The Delhi High Court on Thursday asked the Delhi government not to go ahead with its plan to bring back the phased-out "killer" Blueline buses by giving them alternative routes in outer Delhi.
"This scheme has to go. It cannot be accepted in its present form. The government is free to frame a new scheme for their rehabilitation in consonance with the court's directions," a bench of Chief Justice NV Ramana and Justice Pradeep Nandrajog said.
Blueline operators as well as the government had pleaded for permission for the buses to ply again, saying they had now agreed to be fitted with GPS, assured that they would control their speed and keep public safety in mind.
The court had said in the last hearing: "This is like bringing back these buses in a new avatar. There is no point. When you are killing people in the city, what is the guarantee you will be safer in outer and rural areas?"
The court endorsed the argument of Kailash Vasudev, who is the amicus curiae in the case (senior lawyer assisting the court on the issue) opposing the government's plan, saying the conduct of the Blueline drivers would be worse as there was "no proper policing in outer Delhi areas".

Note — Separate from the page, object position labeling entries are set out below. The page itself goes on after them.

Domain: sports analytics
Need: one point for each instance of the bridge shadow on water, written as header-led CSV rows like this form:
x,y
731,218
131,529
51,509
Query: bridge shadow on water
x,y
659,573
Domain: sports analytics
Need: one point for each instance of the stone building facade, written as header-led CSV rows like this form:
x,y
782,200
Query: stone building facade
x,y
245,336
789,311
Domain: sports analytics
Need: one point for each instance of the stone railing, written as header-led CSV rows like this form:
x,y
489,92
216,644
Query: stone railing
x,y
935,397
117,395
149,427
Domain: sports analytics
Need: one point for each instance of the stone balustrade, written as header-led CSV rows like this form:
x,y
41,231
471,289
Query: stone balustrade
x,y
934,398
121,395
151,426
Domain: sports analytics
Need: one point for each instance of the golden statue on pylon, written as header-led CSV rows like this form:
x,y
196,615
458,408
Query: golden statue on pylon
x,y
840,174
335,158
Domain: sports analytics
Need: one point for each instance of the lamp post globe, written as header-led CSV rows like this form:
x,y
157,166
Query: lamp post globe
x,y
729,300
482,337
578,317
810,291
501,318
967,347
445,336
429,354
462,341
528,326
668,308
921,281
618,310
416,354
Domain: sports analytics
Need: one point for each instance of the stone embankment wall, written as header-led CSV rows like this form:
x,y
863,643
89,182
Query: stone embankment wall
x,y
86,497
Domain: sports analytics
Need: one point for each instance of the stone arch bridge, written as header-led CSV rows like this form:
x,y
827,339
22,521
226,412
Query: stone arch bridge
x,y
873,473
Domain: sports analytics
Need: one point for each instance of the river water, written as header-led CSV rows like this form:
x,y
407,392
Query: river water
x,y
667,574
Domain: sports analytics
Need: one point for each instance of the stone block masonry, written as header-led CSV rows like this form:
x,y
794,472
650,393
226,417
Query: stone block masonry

"I am opposing the rehabilitation plan. Were they not removed from the Capital, as they were indisciplined, rash and killed innocent pedestrians? What is the guarantee that they will not repeat the act in the alternative routes given to them?" Vasudev said.
The transport department worked out a policy in September last year to rehabilitate nearly 1,500 Blueline operators who had surrendered their permits a few years ago when the government had announced its plan to phase out the buses.
The transport department identified 97 new routes on which 1,532 new buses would be allowed to run.
These routes are different from the 657 routes on which DTC and private buses operate. The government plans to connect areas developed in the past 10 years such as Dwarka, Rohini, Jasola, Vasant Kunj, Narela and unauthorised colonies in outer Delhi and south Delhi.